Friday, September 18, 2009

there are things

there are things that you can tell me without telling me anything.

there are things i will keep unsaid.

there are things that are beyond my ability, my understanding, my courage to overcome

there are things that i can instill and changes i can make in myself.

there are good intentions, plans and action.

there is reflecting and learning from the past.

there is trying, and more trying, and more trying.

but is there redemption? is there a way to fix the mistakes you made because you didn't know any better? a way for the squandered opportunities to come around again?

even if there isn't, there is life, and it goes on.

it goes on, my friend.

you say i can always let it go. what you don't know is that most of the time i don't say what i mean, i dont act how i feel, i dont look how i am, i dont do what i want.

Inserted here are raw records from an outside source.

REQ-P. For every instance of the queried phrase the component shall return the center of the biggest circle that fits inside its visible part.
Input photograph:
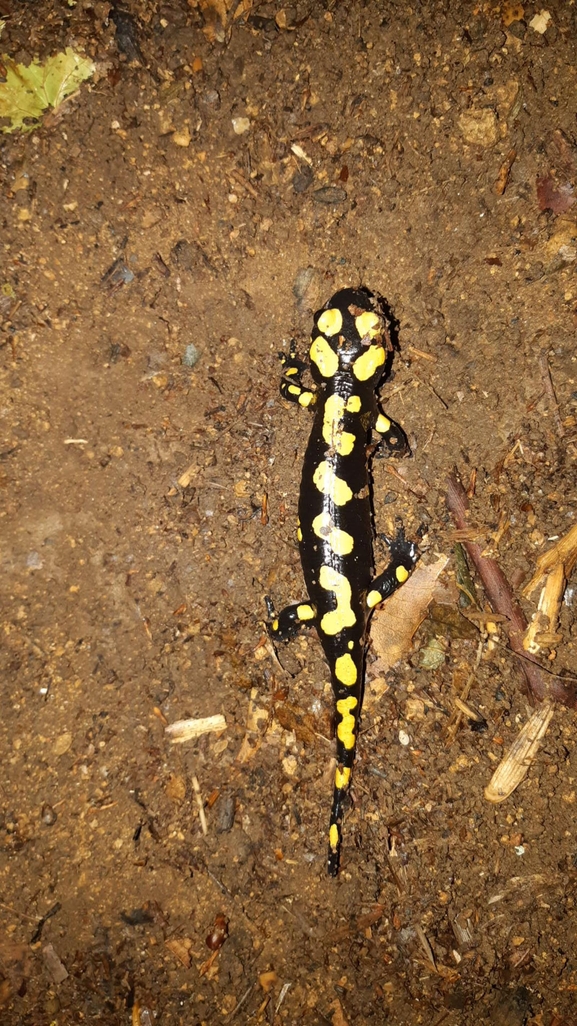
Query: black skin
(342, 553)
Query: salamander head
(350, 332)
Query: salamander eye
(331, 321)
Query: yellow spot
(341, 441)
(305, 612)
(327, 481)
(340, 541)
(364, 366)
(324, 357)
(345, 670)
(383, 424)
(331, 321)
(368, 323)
(345, 729)
(336, 620)
(342, 777)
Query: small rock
(182, 137)
(330, 195)
(479, 127)
(209, 101)
(225, 818)
(191, 355)
(63, 744)
(540, 22)
(55, 968)
(302, 179)
(240, 125)
(47, 815)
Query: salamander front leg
(404, 556)
(290, 621)
(292, 387)
(392, 436)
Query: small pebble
(330, 195)
(240, 125)
(191, 355)
(47, 815)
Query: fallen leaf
(394, 625)
(29, 90)
(554, 196)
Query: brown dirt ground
(377, 132)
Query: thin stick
(503, 600)
(200, 803)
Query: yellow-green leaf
(30, 90)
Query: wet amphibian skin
(348, 350)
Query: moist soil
(165, 233)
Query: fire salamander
(349, 347)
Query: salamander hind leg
(404, 555)
(290, 621)
(348, 710)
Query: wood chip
(512, 770)
(187, 729)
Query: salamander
(349, 350)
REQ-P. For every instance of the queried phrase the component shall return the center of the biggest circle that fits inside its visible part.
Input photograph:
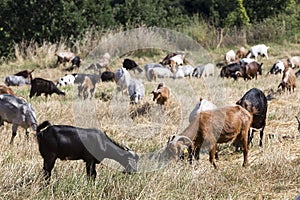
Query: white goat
(259, 49)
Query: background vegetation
(207, 21)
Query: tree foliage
(25, 20)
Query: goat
(158, 72)
(66, 80)
(277, 67)
(167, 59)
(230, 70)
(131, 65)
(256, 50)
(18, 112)
(298, 123)
(42, 86)
(241, 53)
(64, 56)
(198, 71)
(294, 61)
(202, 105)
(209, 70)
(288, 80)
(107, 75)
(85, 87)
(229, 57)
(6, 90)
(255, 102)
(297, 73)
(162, 95)
(221, 125)
(103, 62)
(122, 79)
(250, 70)
(136, 90)
(25, 73)
(74, 143)
(13, 80)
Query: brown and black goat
(220, 125)
(288, 80)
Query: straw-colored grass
(274, 171)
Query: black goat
(131, 65)
(40, 86)
(256, 103)
(73, 143)
(230, 70)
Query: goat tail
(43, 125)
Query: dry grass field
(273, 173)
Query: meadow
(273, 173)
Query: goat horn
(125, 146)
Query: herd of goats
(208, 126)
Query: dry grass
(273, 172)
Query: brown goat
(162, 95)
(6, 90)
(241, 53)
(288, 80)
(221, 125)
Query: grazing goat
(202, 105)
(66, 80)
(298, 73)
(198, 71)
(17, 112)
(136, 91)
(13, 80)
(298, 123)
(250, 70)
(229, 57)
(131, 65)
(103, 62)
(221, 125)
(6, 90)
(158, 72)
(73, 143)
(107, 75)
(162, 95)
(294, 61)
(256, 103)
(278, 67)
(209, 70)
(241, 53)
(167, 59)
(25, 73)
(64, 56)
(42, 86)
(230, 70)
(85, 87)
(256, 50)
(288, 80)
(122, 79)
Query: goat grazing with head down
(211, 127)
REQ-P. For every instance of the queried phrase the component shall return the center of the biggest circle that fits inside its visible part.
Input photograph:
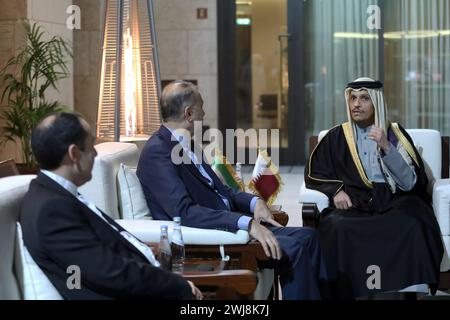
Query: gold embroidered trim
(398, 133)
(309, 165)
(354, 152)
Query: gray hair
(175, 97)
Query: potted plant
(36, 67)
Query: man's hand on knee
(267, 239)
(262, 214)
(342, 200)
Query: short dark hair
(51, 138)
(176, 96)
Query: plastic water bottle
(164, 251)
(177, 246)
(239, 173)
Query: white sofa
(428, 143)
(107, 193)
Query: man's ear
(73, 153)
(188, 112)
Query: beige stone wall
(51, 14)
(269, 19)
(187, 47)
(11, 35)
(87, 58)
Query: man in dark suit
(62, 229)
(190, 189)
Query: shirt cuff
(243, 222)
(253, 204)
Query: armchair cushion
(149, 231)
(131, 197)
(102, 189)
(313, 196)
(12, 190)
(35, 284)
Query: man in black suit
(190, 189)
(63, 229)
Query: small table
(214, 274)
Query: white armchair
(117, 196)
(435, 154)
(20, 276)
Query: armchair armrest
(149, 231)
(313, 196)
(441, 206)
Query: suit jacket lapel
(91, 216)
(167, 135)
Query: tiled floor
(292, 178)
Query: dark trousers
(301, 268)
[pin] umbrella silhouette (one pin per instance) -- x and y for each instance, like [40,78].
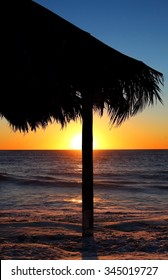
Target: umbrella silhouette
[54,71]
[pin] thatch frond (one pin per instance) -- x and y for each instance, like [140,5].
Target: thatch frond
[47,62]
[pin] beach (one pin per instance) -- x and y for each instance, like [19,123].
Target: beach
[40,206]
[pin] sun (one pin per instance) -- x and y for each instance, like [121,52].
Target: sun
[76,142]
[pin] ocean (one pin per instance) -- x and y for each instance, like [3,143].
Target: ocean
[40,205]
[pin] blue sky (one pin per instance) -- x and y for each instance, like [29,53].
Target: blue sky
[138,28]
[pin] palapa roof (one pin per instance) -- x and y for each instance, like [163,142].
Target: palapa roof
[49,64]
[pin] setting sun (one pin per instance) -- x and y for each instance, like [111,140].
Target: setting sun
[76,142]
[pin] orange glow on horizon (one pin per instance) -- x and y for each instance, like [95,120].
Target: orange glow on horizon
[145,131]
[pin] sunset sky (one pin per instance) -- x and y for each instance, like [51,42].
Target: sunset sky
[135,28]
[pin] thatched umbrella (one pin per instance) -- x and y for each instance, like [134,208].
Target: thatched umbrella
[54,71]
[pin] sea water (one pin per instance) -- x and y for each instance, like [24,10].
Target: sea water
[40,197]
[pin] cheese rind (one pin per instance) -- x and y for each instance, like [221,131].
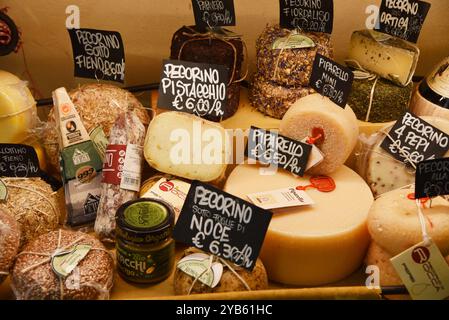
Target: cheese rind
[391,58]
[187,146]
[339,125]
[311,245]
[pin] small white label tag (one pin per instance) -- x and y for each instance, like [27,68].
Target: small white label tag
[132,168]
[424,272]
[316,156]
[281,198]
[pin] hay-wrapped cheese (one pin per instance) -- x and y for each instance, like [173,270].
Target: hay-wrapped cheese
[34,204]
[187,146]
[33,277]
[273,99]
[9,242]
[315,114]
[97,105]
[289,67]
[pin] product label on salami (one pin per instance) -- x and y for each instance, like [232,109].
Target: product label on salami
[331,80]
[98,54]
[222,224]
[307,15]
[18,161]
[213,13]
[432,178]
[412,140]
[197,88]
[403,18]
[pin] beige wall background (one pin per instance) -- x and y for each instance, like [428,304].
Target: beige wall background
[146,27]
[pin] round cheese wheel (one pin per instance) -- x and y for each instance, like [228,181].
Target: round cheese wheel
[18,113]
[393,221]
[317,114]
[311,245]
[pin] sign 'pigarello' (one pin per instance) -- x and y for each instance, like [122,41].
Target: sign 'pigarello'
[196,88]
[98,54]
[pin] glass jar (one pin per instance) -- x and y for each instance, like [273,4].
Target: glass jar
[145,249]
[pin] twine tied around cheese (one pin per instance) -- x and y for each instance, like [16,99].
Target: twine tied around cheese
[362,74]
[223,37]
[104,292]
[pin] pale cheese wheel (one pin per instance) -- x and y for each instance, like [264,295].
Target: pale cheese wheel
[393,221]
[187,146]
[311,245]
[384,173]
[339,125]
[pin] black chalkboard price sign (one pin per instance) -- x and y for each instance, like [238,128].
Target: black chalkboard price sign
[403,19]
[197,88]
[222,224]
[213,13]
[412,140]
[98,54]
[271,148]
[432,178]
[331,80]
[18,161]
[307,15]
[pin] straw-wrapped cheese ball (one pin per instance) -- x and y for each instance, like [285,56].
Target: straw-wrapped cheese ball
[9,242]
[33,276]
[97,105]
[34,204]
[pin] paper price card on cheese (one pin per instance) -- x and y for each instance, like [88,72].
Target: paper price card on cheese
[412,140]
[197,88]
[222,224]
[213,13]
[403,18]
[18,161]
[432,178]
[306,15]
[271,148]
[98,54]
[331,80]
[424,271]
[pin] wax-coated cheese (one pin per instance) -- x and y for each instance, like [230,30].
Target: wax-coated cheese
[311,245]
[339,127]
[187,146]
[17,109]
[389,57]
[381,171]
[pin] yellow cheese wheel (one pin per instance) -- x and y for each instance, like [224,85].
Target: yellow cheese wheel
[311,245]
[17,109]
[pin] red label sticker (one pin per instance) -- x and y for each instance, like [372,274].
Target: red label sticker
[113,163]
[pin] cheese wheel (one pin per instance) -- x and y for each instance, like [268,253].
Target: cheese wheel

so much so it feels like my physical self is a separate being from my mental self. everytime i let it go, i let something else go, another link between my spririt and my body, and when the soul is detached from the self, isn't that not living? isn't that not living?

one day i will find something for real. one day i will hurt, and i will love, and i will lose, i will be rejected and i will have. someone will tell me something real, and it may not be pretty, and not ideal, but it will be real. one day i will stop being a pretence, and my soul will actually run in my blood, and in my limbs and the air that i breathe and everyone will see that i am real, not a caricature, flawed and detestable, and ambitious and selfish, and greedy, and prideful, and most of all irrritating, and i will be glad. i will be glad. i want to live in my own skin, and be happy when i look at myself in the mirror.

i dont want to be a character. i dont want to be the person you have in your mind anymore. cast me out into the cold and look at me. do any of you really see me?